BCE : les annonces de Christine Lagarde globalement saluées par les spécialistes

BCE : les annonces de Christine Lagarde globalement saluées par les spécialistes
procès CJR décembre 2016

Boursier.com, publié le jeudi 04 juin 2020 à 16h47

Les professionnels sont déjà nombreux à avoir réagi aux dernières annonces de la BCE et notamment à l'augmentation de la taille du "programme d'achats d'urgence pandémique" (PEPP), un plan d'achats de dettes sur les marchés visant à faire baisser les coûts de financement des Etats, des entreprises et des ménages.

Esty Dwek, responsable des stratégies de marché chez Natixis Investment Managers Solutions, affirme que "la BCE a agi encore plus que prévu, tant par l'ampleur de l'ajout au PEPP que par la prolongation du programme jusqu'en juin 2021. Une majoration de 500 milliards d'euros était attendue et 600 milliards d'euros ont été annoncés. Et la prolongation était elle aussi attendue, mais pas nécessairement lors de la réunion d'aujourd'hui.
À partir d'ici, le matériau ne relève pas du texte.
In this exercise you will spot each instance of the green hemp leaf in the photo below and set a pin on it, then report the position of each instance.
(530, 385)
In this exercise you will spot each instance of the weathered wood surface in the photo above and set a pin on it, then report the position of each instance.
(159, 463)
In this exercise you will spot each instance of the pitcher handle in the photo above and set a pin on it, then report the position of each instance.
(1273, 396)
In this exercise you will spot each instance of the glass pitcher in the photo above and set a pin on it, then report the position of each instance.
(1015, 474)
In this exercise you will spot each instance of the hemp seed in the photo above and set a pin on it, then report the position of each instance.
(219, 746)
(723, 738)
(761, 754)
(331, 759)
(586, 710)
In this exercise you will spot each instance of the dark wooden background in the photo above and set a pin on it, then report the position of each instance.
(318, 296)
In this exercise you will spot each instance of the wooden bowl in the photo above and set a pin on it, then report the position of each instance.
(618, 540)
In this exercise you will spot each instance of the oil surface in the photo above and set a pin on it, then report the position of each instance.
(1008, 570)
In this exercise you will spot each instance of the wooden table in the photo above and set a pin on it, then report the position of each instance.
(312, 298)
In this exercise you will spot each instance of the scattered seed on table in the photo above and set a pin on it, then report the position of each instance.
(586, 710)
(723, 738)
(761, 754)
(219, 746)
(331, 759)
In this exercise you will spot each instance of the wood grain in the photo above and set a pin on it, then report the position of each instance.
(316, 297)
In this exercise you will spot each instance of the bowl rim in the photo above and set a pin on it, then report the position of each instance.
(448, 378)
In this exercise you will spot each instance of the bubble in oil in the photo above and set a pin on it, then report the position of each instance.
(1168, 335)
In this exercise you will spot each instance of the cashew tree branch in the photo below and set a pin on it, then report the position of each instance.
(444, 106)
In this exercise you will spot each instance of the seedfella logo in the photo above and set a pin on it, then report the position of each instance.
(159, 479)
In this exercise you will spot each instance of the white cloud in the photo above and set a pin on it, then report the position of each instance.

Mme Lagarde a repris une astuce de la Fed : "agir plus et plus tôt" pour montrer aux marchés qu'il ne faut pas lutter contre le pouvoir de la banque centrale. Elle permet également à la Banque centrale d'agir comme un soutien pour les spreads périphériques et pour le crédit". La décision du jour devrait également "être bénéfique pour les actifs à risque et soutenir le récent rallye des actifs européens qui rattrapent les États-Unis".

Pour Wolfgang Bauer, gérant Fixed income chez M&G Investments, "du point de vue de la BCE, mettre l'accent sur les achats dans le cadre du PEPP est bien sûr logique. Étant donné le degré élevé d'incertitude entourant les perspectives économiques et inflationnistes à ce stade, la flexibilité est cruciale. Et c'est ce qui distingue le PEPP des autres programmes d'achat. Si la pression se fait sentir, la BCE pourrait s'écarter de la clé de répartition du capital et, par exemple, faire basculer les achats d'obligations d'État dans le cadre du PEPP vers la périphérie européenne. Par conséquent, les marchés obligataires ont considéré la montée en puissance du PEPP comme un signe positif pour les BTP italiens, dont l'écart par rapport aux Bunds a chuté d'environ 20 points de base après l'annonce d'aujourd'hui".

Nicolas Forest, Directeur de la Gestion Obligataire chez Candriam, explique de son côté qu'"alors que la BCE a révisé à la baisse ses prévisions de croissance (avec une contraction de -8,7% en 2020 et un rebond de 5,2% en 2021), Christine Lagarde a marqué aujourd'hui une nouvelle étape dans le programme d'aide à l'économie avec les diverses annonces du jour. Pour le spécialiste, la dirigeante a "délivré plus que prévu et a ainsi démontré un fort engagement monétaire pour soutenir la liquidité des émetteurs... Bien sûr la BCE ne règle pas tous les problèmes liés à cette récession exceptionnelle, mais elle donne ici du temps et un soutien significatif aux Etats et aux entreprises. L'investisseur n'a qu'à bien se tenir s'il veut jouer contre la banque centrale dans les prochains mois !"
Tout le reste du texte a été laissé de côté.